Ms. Fowler told me in an interview Sunday night that she was initially reluctant to write about what Mr. Obama had said because she actually supports him -- which partly explains why she was at the fund-raiser in the first place and why there was a four-day delay between the event and the publication of her post. Ultimately, she said, she decided that if she didn’t write about it, she wouldn’t be worth her salt as a journalist.
Some Obama supporters in the blogosphere were up in arms at Ms. Fowler. They doubt that she really supports Mr. Obama, have called her a plant for Mrs. Clinton and suggested she was deceptive in getting into the fund-raiser.
The whole episode gives a revealing glimpse into yet even more ways in which the Internet is changing the coverage of politics. And Ms. Fowler says she is surprised that she is playing a role in this revolution . . .
Ms. Fowler has spent a lot of time (and her own money) following the presidential campaign-- and participating in it. She has maxed out at $2,300 to Mr. Obama, starting in increments last fall. She said she has also given money ($100) to Mrs. Clinton, because she is roughly Mrs. Clinton’s age and liked the idea of a woman president and she attended two Clinton fund-raisers with her sister, a devoted Clinton supporter. And she also gave $500 to Fred Thompson, of Tennessee, even though he is a Republican, because that’s where she is from and her family has been steeped in Tennessee politics since the 1790s (that’s not a typo).
As a supporter who had made donations, Ms. Fowler had been invited before to Obama fund-raisers -- and written about them on O.T.B. After the Ohio and Texas primaries, she was back home in the Bay Area and heard that Mr. Obama would be holding four fund-raisers there on April 6. She had not been invited but asked a friend if she could go. She was put on the list for the last of four events, this one at a mansion in Pacific Heights.
There’s a bit of a brush fire in California about how Ms. Fowler got in, and Ms. Fowler is protecting the person who secured her a ticket. That person has since called her and said that fund-raisers are always off the record.
“This was never conveyed to me,” Ms. Fowler said. “I was invited to the event, I had written on fund-raisers in the past, why wouldn’t I this time?” She said the Obama campaign had never objected before to her having written about fund-raisers (though admittedly, nothing much of interest had happened). And the invitations said nothing about being closed to the press. Besides, she said, several guests brought people and children and who had not been invited.

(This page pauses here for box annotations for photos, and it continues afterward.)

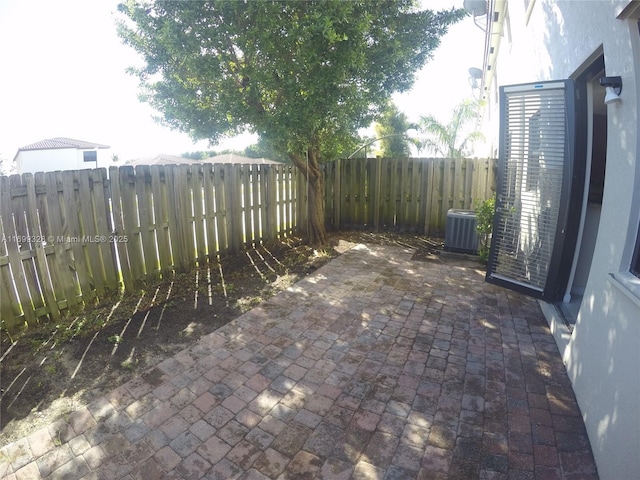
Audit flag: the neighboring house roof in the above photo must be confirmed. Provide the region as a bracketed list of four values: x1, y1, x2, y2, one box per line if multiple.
[18, 137, 111, 152]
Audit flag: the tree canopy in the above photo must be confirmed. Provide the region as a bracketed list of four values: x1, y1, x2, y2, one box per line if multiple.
[118, 0, 465, 243]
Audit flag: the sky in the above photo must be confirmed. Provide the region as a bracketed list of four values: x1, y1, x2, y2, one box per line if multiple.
[0, 0, 484, 165]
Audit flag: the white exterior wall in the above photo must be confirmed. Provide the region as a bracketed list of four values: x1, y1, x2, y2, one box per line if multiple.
[16, 148, 109, 173]
[487, 0, 640, 480]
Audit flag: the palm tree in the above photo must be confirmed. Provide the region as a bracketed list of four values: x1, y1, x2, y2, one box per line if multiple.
[375, 102, 415, 158]
[418, 100, 484, 158]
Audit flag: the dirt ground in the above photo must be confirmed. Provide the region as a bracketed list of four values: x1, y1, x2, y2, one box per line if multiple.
[0, 232, 443, 447]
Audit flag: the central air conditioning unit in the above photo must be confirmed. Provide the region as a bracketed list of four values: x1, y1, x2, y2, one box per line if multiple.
[444, 208, 478, 254]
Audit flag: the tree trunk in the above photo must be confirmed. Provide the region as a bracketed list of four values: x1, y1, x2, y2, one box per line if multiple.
[290, 149, 327, 246]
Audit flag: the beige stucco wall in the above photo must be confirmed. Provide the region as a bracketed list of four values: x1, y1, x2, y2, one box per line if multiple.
[485, 0, 640, 480]
[16, 148, 110, 173]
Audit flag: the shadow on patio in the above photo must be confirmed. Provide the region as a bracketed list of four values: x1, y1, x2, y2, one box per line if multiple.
[0, 244, 597, 479]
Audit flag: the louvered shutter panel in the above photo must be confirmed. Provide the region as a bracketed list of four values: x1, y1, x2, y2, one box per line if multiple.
[487, 80, 575, 300]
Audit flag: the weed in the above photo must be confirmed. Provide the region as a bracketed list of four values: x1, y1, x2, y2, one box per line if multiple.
[120, 358, 138, 371]
[473, 194, 496, 263]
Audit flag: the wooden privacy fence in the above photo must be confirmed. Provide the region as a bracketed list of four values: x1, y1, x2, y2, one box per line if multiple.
[322, 158, 496, 236]
[0, 164, 306, 330]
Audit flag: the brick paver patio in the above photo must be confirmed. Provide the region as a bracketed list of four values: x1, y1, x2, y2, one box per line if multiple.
[0, 245, 598, 480]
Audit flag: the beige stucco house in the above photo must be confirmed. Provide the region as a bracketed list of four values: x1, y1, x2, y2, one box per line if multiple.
[472, 0, 640, 480]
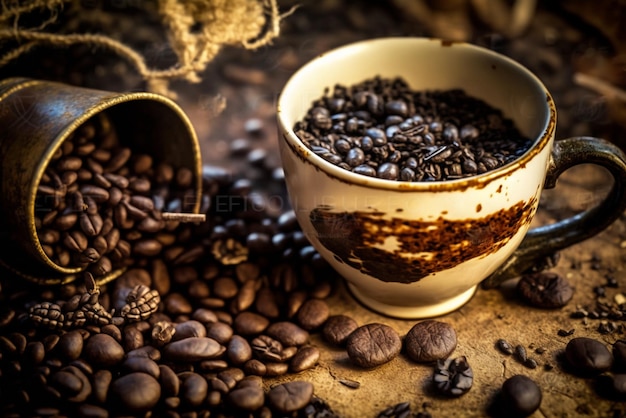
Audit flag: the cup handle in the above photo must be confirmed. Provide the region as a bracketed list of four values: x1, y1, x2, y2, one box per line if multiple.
[481, 136, 626, 289]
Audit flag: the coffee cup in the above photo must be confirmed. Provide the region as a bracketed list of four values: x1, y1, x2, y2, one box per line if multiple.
[277, 37, 626, 318]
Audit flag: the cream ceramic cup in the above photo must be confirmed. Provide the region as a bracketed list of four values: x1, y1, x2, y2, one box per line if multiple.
[277, 38, 626, 318]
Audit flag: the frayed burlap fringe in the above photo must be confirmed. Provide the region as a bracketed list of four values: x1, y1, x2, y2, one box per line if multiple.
[0, 0, 285, 97]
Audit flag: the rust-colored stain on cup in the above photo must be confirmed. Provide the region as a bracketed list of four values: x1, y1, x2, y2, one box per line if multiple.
[309, 198, 537, 283]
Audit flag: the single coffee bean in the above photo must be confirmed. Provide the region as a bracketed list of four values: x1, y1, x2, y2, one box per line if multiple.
[322, 315, 359, 346]
[92, 369, 113, 404]
[226, 385, 265, 411]
[267, 381, 313, 414]
[265, 321, 309, 346]
[297, 299, 330, 331]
[289, 346, 320, 373]
[517, 272, 574, 309]
[404, 320, 456, 363]
[233, 311, 270, 335]
[179, 372, 209, 408]
[515, 344, 528, 363]
[226, 335, 252, 365]
[346, 323, 402, 368]
[494, 375, 542, 417]
[122, 356, 161, 380]
[565, 337, 613, 375]
[433, 356, 474, 396]
[496, 338, 513, 356]
[162, 337, 224, 362]
[109, 373, 161, 414]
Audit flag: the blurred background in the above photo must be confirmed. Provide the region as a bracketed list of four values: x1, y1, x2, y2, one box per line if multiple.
[0, 0, 626, 172]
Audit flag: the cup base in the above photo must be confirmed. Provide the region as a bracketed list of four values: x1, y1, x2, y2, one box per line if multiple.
[346, 282, 478, 319]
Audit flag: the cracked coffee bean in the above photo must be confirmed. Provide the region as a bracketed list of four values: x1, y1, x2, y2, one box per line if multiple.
[496, 338, 513, 356]
[565, 337, 613, 375]
[322, 315, 359, 347]
[495, 375, 542, 418]
[404, 320, 457, 363]
[433, 356, 474, 396]
[517, 271, 574, 309]
[346, 323, 402, 368]
[267, 381, 313, 414]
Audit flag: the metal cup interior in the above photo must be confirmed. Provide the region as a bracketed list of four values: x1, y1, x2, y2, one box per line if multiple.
[0, 78, 202, 284]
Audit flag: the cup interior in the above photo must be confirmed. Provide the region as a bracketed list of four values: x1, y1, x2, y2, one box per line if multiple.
[278, 37, 554, 183]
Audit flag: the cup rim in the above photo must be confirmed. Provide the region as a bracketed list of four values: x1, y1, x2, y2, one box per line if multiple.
[276, 36, 556, 192]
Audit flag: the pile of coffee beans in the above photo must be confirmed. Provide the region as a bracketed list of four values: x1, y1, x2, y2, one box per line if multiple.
[293, 77, 531, 182]
[35, 113, 197, 277]
[0, 135, 346, 418]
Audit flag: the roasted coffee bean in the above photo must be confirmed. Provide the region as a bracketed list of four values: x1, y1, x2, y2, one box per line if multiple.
[206, 322, 234, 344]
[346, 323, 402, 368]
[433, 356, 474, 396]
[297, 299, 330, 331]
[179, 372, 209, 408]
[404, 320, 456, 363]
[499, 375, 542, 417]
[294, 77, 531, 181]
[162, 337, 224, 362]
[322, 315, 359, 346]
[565, 337, 613, 375]
[515, 344, 528, 363]
[122, 356, 161, 380]
[265, 321, 309, 346]
[289, 346, 320, 373]
[226, 335, 252, 365]
[496, 338, 513, 356]
[517, 272, 574, 309]
[109, 373, 161, 414]
[233, 311, 269, 336]
[83, 334, 125, 367]
[226, 385, 265, 411]
[267, 381, 313, 414]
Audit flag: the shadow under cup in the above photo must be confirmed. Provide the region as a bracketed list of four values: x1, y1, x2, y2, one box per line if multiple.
[278, 38, 556, 318]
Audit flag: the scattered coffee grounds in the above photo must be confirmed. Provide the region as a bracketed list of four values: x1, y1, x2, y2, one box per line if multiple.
[346, 323, 402, 368]
[35, 113, 196, 277]
[433, 356, 474, 396]
[294, 77, 531, 182]
[499, 375, 542, 417]
[565, 337, 613, 375]
[516, 271, 574, 309]
[404, 320, 456, 363]
[322, 315, 359, 346]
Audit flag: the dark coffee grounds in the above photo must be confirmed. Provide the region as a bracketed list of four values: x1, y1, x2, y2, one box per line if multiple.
[294, 77, 532, 182]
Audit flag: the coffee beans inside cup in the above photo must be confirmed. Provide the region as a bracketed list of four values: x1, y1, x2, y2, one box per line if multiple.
[293, 77, 531, 182]
[35, 113, 200, 277]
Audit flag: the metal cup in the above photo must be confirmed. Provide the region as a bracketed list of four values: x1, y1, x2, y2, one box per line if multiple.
[0, 78, 202, 284]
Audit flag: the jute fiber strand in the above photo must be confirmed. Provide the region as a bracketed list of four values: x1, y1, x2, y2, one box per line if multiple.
[0, 0, 284, 96]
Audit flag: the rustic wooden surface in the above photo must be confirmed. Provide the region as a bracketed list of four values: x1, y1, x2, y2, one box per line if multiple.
[0, 0, 626, 418]
[171, 2, 626, 418]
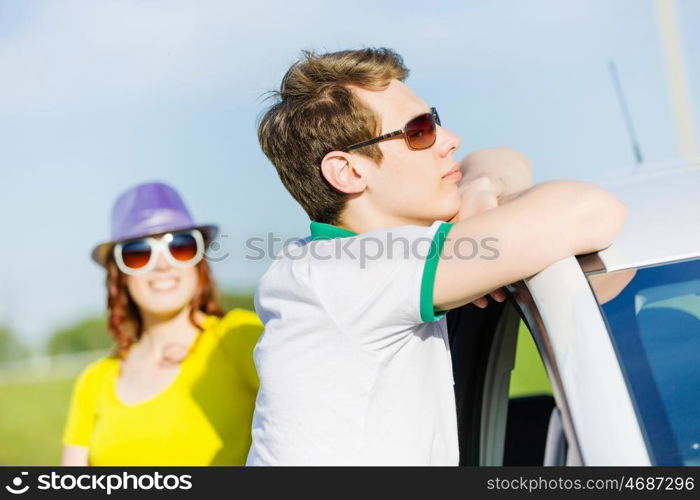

“We had a fundamental misunderstanding of my priorities,” Ms. Fowler told me. “Mine were as a reporter, not as a supporter. They thought I would put the role of supporter first.”
So it turns out that Ms. Fowler is a partisan blogger with a conscience. This is a concept foreign to many of the people who blog. Their partisanship completely blinds them. Any blogger who dares think for himself or herself is castigated immediately. Fowler explains why she decided to write about what Obama said at the fundraiser:
Ms. Fowler said she found his response "professorial" and judgmental toward blue-collar voters and that even though she supports him, she was "taken aback" by them.
“I’m a religious person, and I grew up poor in a very wealthy family -- sometimes we didn’t have enough to eat, but my larger family was rich,” she said. Her father was a hunter.
“Immediately, the remarks just really bothered me. For the first time, I realized he is an elitist.” . . .
Then she stewed for several days over whether to write about the comments about small-town voters. “There are no standards of journalism on the Internet,” she said. “I’m always second-guessing myself. Is this the right thing to do? Am I being fair?”
She said she initially decided not to write about them. “I thought I wouldn’t put it out there, this really might damage his campaign,” she said. “I talked it over with my husband, and like many people, he didn’t see anything wrong with the remarks. He didn’t think it was newsworthy.”
Then she told her editor in New York that she had some interesting material but didn’t tell her exactly what it was. “Initially I resisted what she was telling me, which was that if you’re going to cover the campaign, you have to not be partial or your coverage isn’t worth as much as it could be,” she said.
Seelye explains how the Obama campaign and the other usual suspects in the liberal blogosphere set out to discredit her for speaking with candor:
Soon, the Obama Web posted a counter-description from another person who attended the fund-raiser (without the quotes). The writer gives a sympathetic explanation of Mr. Obama’s comments and writes that Ms. Fowler had an agenda; Ms. Fowler said she had no agenda except to write it as she saw it.
Comments on dailykos.com became so furious that one poster suggested that readers let Ms. Fowler off the hook. “No,” someone else responded, “if we let her go, others will do it... We’ve got to show the ‘journalist’ that they can’t manufacture dissent. This isn’t about Obama, this could easily be a story about Iraq or Iran. This is the type of disingenuous reporting that we have to stop. We need to make an example of her.”
Hats off to Mayhill Fowler. We could use more bloggers like her who put principle ahead of partisanship.